Agen - 42

316 41 9
                                    

Jalanan macet. Padat di segala sisi dengan pedagang kaki lima penuh di tepi.

Selesai hemodialisa, Awi dan Agan bergegas kembali menuju rumah. Duduk di atas sepeda motor dengan punggung tegak sebab situasi antar keduanya masih kaku dan canggung.

Suara deru motor saling bertabrakan. Polusi hinggap tak karuan. Rumah masih jauh untuk mereka sambangi karena padatnya jalanan. Helaan napas dan decakan pelan menguasai Awi dan Agan yang sebenarnya ingin cepat-cepat sampai rumah.

Malas berlama-lama jika berduaan begini.

Tapi agaknya waktu sedang menjebak mereka untuk lebih lama berduaan lagi. Ban motor Dinda yang Agan pinjam tadi bocor parah hingga bagian bawahnya tipis karena tergeprek berat badan manusia yang duduk di jok belakang—Awi.

Agan dan Awi lantas menepikan motornya.

Agan duga, penyebab bocornya ban motor Dinda dikarenakan paku kecil yang tidak sengaja terlindas oleh ban.

Kebingungan dan kekesalan mereka segera terobati oleh sebuah bengkel yang letaknya tidak jauh dari TKP; tersadarnya mereka tentang ban motor Dinda yang sudah menjadi penyet.

Kini, 20 menit hampir berlalu. Ban motor Dinda belum kunjung selesai diperbaiki. Jujur saja, Awi bosan. Sejak dia dan Agan duduk di kursi yang sama, adiknya itu sama sekali tidak peduli dengan keberadaannya. Dia memilih mengobrol dengan tukang bengkelnya seperti teman akrab.

Awi tak diacuhkan.

"Lah terus gimana itu Bang nasibnya? Kasian bener."

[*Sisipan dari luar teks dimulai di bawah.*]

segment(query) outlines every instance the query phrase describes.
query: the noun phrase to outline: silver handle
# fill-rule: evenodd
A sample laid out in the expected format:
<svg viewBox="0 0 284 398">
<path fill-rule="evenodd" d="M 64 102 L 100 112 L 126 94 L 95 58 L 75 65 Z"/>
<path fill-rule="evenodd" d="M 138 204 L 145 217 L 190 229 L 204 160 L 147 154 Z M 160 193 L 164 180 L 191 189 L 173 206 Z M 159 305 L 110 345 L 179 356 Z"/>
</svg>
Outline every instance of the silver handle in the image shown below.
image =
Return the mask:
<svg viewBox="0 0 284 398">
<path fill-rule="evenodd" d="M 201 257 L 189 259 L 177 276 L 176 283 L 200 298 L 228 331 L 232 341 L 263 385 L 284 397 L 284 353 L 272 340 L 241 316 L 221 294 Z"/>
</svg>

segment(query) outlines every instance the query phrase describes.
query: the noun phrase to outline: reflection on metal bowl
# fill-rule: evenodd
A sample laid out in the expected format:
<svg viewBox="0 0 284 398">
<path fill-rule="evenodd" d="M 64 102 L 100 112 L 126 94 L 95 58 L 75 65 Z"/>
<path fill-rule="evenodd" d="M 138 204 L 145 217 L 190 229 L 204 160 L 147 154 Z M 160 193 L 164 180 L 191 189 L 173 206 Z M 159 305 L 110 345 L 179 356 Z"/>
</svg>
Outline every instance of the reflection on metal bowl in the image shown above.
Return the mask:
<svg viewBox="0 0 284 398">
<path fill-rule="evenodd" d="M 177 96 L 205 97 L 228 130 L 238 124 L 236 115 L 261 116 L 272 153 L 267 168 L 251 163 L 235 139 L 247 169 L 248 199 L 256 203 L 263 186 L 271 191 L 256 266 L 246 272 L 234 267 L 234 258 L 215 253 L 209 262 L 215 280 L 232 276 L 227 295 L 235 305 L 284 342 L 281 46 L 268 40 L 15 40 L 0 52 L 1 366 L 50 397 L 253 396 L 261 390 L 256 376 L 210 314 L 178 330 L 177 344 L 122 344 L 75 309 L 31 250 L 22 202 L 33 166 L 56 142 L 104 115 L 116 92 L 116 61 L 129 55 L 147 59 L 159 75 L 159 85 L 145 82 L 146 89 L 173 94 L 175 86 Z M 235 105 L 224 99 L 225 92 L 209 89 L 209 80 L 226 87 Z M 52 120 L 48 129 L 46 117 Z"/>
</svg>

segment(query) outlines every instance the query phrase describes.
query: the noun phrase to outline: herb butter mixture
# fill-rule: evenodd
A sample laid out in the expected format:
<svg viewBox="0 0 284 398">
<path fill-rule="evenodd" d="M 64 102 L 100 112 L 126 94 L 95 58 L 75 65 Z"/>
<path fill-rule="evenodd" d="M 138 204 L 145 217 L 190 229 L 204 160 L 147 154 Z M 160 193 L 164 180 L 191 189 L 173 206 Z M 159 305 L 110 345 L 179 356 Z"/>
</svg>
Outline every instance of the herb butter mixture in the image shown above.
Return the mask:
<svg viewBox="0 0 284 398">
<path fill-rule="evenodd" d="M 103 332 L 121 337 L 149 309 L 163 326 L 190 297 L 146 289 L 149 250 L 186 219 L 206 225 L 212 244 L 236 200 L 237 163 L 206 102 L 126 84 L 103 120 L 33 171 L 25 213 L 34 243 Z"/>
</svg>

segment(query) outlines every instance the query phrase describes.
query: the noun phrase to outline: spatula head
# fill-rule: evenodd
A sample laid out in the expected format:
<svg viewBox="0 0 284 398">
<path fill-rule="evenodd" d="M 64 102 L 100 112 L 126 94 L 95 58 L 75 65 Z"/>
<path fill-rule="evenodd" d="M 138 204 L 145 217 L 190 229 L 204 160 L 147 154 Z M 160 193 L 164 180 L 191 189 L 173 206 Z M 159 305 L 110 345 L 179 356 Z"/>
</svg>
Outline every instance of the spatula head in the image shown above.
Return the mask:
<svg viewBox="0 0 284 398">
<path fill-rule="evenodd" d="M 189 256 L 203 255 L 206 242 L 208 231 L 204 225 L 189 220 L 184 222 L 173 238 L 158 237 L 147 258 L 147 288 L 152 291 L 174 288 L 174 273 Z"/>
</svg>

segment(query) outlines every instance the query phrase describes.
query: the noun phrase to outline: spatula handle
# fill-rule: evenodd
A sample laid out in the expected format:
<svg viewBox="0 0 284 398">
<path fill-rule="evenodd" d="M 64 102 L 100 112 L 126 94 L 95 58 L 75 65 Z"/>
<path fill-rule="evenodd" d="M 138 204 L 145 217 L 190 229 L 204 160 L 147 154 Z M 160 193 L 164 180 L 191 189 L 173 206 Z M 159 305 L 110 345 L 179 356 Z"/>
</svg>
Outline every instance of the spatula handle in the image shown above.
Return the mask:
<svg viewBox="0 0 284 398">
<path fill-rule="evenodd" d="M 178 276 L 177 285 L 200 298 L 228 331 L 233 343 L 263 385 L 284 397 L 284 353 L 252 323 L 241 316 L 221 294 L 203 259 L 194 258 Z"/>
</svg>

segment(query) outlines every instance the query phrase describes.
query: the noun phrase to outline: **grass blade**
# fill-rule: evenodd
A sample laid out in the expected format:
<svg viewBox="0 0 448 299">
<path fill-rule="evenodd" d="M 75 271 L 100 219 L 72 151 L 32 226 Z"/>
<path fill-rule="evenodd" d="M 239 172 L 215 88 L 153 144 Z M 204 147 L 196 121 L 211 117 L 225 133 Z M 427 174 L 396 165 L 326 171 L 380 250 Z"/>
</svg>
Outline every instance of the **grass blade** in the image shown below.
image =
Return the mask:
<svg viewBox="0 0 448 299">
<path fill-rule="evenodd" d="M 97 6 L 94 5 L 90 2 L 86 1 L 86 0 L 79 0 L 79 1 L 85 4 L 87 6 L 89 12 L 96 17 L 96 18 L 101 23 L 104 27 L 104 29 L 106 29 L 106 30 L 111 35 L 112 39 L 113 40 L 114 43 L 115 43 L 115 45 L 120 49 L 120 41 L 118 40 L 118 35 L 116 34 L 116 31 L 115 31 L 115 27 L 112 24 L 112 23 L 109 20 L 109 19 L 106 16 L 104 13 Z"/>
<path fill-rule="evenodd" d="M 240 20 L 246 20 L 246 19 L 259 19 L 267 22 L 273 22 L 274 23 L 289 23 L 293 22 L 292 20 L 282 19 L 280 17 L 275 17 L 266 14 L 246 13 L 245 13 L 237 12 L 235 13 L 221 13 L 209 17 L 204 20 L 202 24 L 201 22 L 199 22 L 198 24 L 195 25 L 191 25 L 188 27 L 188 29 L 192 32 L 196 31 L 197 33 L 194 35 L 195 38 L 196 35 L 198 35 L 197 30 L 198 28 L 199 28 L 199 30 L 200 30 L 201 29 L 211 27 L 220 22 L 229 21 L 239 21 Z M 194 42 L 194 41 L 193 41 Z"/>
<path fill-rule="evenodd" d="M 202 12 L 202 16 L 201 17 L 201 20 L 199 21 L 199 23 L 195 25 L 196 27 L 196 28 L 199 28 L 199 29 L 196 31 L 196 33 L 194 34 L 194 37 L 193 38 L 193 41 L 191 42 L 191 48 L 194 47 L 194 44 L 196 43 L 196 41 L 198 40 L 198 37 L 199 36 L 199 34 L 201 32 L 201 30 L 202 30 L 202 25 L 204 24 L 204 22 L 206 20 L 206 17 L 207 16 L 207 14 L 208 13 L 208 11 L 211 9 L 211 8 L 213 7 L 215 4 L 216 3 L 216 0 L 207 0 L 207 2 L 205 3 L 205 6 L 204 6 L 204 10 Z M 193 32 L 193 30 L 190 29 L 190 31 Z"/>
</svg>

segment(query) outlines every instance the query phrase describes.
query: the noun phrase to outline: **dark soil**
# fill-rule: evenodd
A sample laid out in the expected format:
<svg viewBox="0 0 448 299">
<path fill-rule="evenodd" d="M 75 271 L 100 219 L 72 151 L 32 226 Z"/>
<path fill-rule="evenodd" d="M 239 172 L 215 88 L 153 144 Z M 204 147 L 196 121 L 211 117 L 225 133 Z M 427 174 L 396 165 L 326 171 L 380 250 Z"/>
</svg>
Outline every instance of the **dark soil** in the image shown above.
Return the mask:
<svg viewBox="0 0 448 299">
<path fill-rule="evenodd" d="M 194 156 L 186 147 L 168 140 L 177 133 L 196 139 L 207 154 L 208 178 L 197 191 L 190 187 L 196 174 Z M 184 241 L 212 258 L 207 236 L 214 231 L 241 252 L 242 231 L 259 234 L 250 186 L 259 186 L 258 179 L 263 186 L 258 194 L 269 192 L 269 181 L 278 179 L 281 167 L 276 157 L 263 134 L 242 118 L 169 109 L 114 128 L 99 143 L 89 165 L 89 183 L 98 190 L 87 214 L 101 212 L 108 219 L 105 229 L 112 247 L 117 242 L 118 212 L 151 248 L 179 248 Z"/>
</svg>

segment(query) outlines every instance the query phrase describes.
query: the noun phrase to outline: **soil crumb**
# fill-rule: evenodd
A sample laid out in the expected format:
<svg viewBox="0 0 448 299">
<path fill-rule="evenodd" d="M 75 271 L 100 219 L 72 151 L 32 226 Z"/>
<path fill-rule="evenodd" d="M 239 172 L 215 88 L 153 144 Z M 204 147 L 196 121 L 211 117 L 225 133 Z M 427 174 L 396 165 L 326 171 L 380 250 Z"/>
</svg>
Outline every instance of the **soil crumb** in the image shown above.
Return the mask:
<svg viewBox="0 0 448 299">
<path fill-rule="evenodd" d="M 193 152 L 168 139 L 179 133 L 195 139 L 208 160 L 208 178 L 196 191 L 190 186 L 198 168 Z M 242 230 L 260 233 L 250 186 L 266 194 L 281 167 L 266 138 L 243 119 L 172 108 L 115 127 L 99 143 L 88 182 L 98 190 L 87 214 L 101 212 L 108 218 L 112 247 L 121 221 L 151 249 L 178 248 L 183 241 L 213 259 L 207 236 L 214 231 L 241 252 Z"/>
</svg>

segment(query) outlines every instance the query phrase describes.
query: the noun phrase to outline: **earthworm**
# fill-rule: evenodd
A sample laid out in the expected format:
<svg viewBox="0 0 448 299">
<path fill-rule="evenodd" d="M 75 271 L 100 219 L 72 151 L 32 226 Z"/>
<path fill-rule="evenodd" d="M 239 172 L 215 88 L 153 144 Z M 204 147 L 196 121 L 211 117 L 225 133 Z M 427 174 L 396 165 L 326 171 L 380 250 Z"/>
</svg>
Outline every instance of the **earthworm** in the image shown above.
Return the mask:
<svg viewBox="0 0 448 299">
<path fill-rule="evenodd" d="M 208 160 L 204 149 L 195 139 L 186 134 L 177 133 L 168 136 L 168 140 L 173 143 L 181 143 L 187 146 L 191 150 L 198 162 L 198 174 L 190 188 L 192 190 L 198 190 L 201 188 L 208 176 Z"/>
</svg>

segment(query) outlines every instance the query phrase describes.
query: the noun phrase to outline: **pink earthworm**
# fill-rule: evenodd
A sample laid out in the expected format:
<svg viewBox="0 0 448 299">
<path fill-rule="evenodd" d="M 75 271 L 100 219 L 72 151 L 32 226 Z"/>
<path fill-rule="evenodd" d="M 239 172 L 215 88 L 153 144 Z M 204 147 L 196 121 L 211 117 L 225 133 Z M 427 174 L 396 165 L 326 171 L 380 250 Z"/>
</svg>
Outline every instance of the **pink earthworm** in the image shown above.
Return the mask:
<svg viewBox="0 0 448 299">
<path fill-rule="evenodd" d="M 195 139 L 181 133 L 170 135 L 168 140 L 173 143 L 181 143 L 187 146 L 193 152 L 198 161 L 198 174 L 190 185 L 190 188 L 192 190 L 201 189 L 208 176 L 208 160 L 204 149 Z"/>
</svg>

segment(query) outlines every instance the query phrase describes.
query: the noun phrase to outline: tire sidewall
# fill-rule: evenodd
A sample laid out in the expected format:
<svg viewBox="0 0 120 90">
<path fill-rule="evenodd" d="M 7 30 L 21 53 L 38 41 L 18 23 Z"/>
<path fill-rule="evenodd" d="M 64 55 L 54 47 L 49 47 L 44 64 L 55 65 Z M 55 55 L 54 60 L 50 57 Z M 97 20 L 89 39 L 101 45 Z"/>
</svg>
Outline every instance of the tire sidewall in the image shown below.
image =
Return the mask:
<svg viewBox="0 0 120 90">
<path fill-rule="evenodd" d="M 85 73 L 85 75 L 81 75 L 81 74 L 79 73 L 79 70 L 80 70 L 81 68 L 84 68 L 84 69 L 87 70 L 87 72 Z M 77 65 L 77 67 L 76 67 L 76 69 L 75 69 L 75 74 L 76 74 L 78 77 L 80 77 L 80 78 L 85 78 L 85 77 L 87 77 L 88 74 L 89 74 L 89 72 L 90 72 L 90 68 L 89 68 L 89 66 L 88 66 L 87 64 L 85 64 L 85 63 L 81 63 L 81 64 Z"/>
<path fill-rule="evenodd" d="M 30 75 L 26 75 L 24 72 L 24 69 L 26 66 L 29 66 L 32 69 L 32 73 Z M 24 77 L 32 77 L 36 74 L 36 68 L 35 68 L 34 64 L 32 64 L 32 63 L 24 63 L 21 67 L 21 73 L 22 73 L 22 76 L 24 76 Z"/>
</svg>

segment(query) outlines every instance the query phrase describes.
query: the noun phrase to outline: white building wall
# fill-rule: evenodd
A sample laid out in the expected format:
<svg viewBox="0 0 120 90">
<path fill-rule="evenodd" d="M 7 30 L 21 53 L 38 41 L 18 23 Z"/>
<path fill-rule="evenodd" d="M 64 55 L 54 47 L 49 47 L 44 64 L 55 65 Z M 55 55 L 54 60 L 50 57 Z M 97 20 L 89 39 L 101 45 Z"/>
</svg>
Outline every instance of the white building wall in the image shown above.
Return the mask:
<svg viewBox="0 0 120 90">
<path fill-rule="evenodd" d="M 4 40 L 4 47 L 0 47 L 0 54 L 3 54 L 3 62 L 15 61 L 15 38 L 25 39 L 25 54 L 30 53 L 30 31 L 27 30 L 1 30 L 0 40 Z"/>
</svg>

"Ya meninggal. Orang kebakar abis!"

Agan meresponsnya dengan ekspresi ngeri, terbayang-bayang tentang cerita Abang bengkel tentang maling daerah sana yang dihakimi warga dengan dibakar hidup-hidup.

"Kita mah tau ya manusia emang tempatnya salah. Tapi kagak usah dihakimin warga sebegitunya lah, kan jadi kasian anak biniknya kagak punya suami ama bapak." oceh Abang bengkel seraya memasangkan ban baru pada sepeda motor Dinda. "Udah paling bener dibawa ke polres, eh malah pada kesetanan matiin orang."

"Ngeri amat." respons Agan seraya melirik sang Kakak yang hanya diam menyimak obrolan dia dan Abang bengkel.

"Gitu dah kalo manusia kagak punya pikiran. Gelap mata. Dikata udah bener kali mereka pada ngelakuin itu."

Agan mengangguk setuju. Gelap mata adalah perbuatan keji yang Agan benci. Pasalnya, dia hampir terbunuh oleh kakak sendiri waktu itu. Gelap mata karena rasa benci yang mengobar seperti bara api. Kejadiannya begitu cepat, namun selalu ia ingat. Sekarang, pelakunya ada di sini, duduk di samping dia.

"Ini ngomong-ngomong, lu berdua darimana?" tanya Abang bengkel.

"Duri, Bang." jawab Agan.

Abang bengkel melebarkan matanya, "lah, lumayan jauh dari sini."

"Iya."

"Abis darimana emangnya?"

Agan menunjuk Awi dengan jempolnya, "nih, abis anter Abang ke siloam." ucap Agan yang membuat Awi tertegun.

Dia embeku selama beberapa saat. Agan masih mau memanggilnya Abang walaupun Awi pernah menorehkan segenap luka untuk adiknya.

Abang bengkel membulatkan mulutnya dan mengangguk. Lalu, beliau melanjutkan kegiatannya memperbaiki motor Dinda.

Agan berdeham dan menegakan punggungnya, membuat Awi terdistrak dari lamunannya dan beralih menatap Agan.

"Apa liat-liat gua?" tanya Agan dengan ketus.